The BBS supports the publication of peer reviewed international scientific research in the Journal of Bryology, published from 1972, and preceded by the Transactions of the British Bryological Society (1947-1971). Members also receive two copies a year of Field Bryology, which was instigated in 2003 by Marcus Yeo to publish popular and accessible articles on bryophytes with an emphasis on subjects of interest to the field bryologist.

Over the century the BBS has produced a wide range of publications from the series of Census Catalogues, the most recent in 2021 incorporating the changes in the new 2020 British and Irish Checklist, to the Atlases of British and Irish Bryophytes (1991-4, 2014), a series of Special Volumes, and The Field Guide (2010). The Society has also supported a number of members in the publication of taxonomic books.

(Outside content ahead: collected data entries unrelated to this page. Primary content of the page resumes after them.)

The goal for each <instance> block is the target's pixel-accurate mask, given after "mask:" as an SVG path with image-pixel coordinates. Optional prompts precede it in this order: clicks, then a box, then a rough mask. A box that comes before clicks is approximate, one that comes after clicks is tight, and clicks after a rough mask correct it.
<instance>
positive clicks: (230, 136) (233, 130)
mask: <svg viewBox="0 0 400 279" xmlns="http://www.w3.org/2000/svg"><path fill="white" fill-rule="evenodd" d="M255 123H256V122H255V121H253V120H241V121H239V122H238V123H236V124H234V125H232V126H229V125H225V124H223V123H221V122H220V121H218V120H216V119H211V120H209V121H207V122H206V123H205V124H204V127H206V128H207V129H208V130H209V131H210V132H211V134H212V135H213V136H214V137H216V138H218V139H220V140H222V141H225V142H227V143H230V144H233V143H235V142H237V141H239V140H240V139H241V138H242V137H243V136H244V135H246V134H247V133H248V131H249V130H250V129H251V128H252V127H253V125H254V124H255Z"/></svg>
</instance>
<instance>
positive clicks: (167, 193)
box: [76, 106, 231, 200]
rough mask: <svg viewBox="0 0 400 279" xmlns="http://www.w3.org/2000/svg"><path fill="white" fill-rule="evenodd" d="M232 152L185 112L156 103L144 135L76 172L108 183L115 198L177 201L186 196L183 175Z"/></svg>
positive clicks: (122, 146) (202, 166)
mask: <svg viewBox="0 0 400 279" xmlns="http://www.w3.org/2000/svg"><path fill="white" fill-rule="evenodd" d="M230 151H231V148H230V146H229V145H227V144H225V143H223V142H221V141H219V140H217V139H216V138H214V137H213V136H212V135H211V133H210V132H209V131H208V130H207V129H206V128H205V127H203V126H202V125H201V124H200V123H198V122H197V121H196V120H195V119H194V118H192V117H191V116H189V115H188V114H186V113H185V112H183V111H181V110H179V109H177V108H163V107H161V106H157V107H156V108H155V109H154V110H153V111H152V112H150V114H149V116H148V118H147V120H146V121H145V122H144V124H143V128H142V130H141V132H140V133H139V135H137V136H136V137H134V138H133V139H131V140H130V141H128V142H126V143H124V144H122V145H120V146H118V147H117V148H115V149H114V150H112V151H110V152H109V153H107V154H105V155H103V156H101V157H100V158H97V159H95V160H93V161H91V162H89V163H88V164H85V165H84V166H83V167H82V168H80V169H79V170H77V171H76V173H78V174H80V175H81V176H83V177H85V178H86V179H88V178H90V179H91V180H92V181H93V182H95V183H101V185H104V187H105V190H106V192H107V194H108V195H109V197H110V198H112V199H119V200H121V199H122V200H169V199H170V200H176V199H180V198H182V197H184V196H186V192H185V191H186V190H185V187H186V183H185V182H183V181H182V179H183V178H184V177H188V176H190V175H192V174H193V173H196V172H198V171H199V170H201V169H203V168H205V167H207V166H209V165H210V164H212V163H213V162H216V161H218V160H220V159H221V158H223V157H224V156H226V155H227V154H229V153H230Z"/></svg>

As well as the widespread recording by members that provided the data for the Atlases and Census Catalogues, several research projects proposed by members have been supported over the years, with members contributing the necessary field data and this research resulting in papers published in Field Bryology or the Journal. Recent examples include SBAL, the survey of bryophytes of arable land, (Ron Porley), garden bryophytes (Des Callaghan), and BRECOG, the Bryophyte Ecology Group survey (Jeff Bates). The Tropical Bryophyte Group was active for many years and arranged several field meetings and workshops in East Africa and Reunion.

The BBS arranges at least two field meetings a year, usually in Britain and Ireland, with occasional European meetings. These are very popular with members, and the spring meeting particularly is usually very well attended. We are always pleased to welcome new participants, including beginners, so do come along and join us. If you consider yourself a complete beginner why not see if there is a recording group near you that you can join for some local days out and the chance to learn field identification. The first local bryophyte meeting was of the Cambridge Group held on 5 February 1938. We now have 25 local groups with more planned, and you will find a friendly welcome and the opportunity to learn from other bryologists. There are regular courses and workshops, some suited for those just starting to learn and other specialising in the taxonomy of specific problematic genera or families.

Over the years the BBS has evolved as times and technology changes, but the heart of the Society remains with the science, beauty and wonder of mosses, liverworts and hornworts.